Dans le cas d’espèce, le juge des référés avait obligé le fournisseur, qui prétendait ne plus être en mesure de fournir les produits compte tenu de la hausse du prix des matériaux et du refus de renégociation des prix par l’acheteur, à honorer les commandes passées et à venir de son acheteur, et ce, jusqu’au prononcé de la décision à intervenir au fond sur le bienfondé de la résiliation qu’il avait notifiée à son acheteur.
Le juge des référés justifiait sa décision sur le fondement de l’article 873 du Code de procédure civile et des pouvoirs qui lui sont donnés sur ce fondement pour ordonner les mesures conservatoires ou de remise en état qui s’imposent pour prévenir un dommage imminent ou faire cesser un trouble manifestement illicite.
Si on pouvait s’attendre à ce que la Cour de cassation censure une telle décision qui obligeait l’une des Parties à se maintenir dans une situation juridique qu’elle estimait déséquilibrée et à maintenir un contrat qu’elle avait pourtant résilié, les juges de la Cour de cassation, de manière très surprenante, approuvent ici la solution retenue par le juge des référés.

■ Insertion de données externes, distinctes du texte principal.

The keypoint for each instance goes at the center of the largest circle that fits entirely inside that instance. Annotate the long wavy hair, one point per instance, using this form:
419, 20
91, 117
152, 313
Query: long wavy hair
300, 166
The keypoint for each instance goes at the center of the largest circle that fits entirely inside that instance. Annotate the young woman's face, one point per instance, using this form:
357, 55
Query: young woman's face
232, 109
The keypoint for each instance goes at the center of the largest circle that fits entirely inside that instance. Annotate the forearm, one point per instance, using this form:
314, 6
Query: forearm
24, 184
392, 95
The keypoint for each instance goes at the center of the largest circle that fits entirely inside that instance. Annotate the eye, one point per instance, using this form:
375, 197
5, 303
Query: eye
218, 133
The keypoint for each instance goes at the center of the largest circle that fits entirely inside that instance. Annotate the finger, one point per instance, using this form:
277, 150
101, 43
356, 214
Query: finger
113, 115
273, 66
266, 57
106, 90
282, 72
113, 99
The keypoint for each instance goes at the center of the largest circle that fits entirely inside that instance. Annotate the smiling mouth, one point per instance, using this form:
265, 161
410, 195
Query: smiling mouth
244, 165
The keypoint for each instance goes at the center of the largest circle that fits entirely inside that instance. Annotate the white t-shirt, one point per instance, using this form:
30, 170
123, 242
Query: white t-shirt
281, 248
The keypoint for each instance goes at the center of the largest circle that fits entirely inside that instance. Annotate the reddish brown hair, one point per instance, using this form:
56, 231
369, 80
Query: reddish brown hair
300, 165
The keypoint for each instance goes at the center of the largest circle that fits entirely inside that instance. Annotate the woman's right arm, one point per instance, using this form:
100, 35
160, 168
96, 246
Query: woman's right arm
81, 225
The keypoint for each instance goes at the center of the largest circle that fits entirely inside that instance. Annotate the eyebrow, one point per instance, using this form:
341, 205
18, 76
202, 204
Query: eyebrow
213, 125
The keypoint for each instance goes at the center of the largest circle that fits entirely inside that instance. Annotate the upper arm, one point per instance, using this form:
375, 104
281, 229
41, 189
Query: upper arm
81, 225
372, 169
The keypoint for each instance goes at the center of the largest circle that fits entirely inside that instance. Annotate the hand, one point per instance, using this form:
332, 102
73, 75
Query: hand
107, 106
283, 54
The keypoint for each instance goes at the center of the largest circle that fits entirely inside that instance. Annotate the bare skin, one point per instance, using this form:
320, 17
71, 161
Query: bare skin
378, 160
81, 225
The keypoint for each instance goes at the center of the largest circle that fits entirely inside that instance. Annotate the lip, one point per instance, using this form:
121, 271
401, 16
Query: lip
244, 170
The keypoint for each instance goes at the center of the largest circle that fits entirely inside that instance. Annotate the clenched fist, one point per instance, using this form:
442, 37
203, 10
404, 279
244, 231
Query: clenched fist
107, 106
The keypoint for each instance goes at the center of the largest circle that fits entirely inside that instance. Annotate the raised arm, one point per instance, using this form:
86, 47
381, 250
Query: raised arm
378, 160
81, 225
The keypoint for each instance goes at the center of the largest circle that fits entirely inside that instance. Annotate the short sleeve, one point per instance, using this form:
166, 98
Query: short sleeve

Ils consacrent ainsi le pouvoir de ce dernier d’ordonner le maintien d’une relation contractuelle résiliée et d’obliger le fournisseur à une obligation de faire qu’il juge pourtant impossible.
En soulignant que la « possible illicéité du comportement de la société X » justifiait le maintien de la relation contractuelle, la Cour de cassation rappelle par ailleurs que les mesures « conservatoires » et de « remise en état » peuvent être prononcées même en cas de contestation sérieuse de l’une des parties, et même si le bienfondé de la réclamation du demandeur n’a pas été encore consacré par les juges du fond.
Cet arrêt consacre ainsi l’importance et l’étendue des pouvoirs conférés au juge des référés sur le fondement de l’article 873 du Code de procédure civile, et met en lumière l’arsenal juridique illimité qui s’ouvre à lui pour prévenir un dommage imminent.
Cette solution sera manifestement très utile au partenaire commercial qui souhaite prévenir le dommage important qu’il est susceptible de subir en cas de rupture brutale des relations commerciales établies, de pratique commerciale déloyale, ou plus généralement en cas de résiliation abusive de son contrat.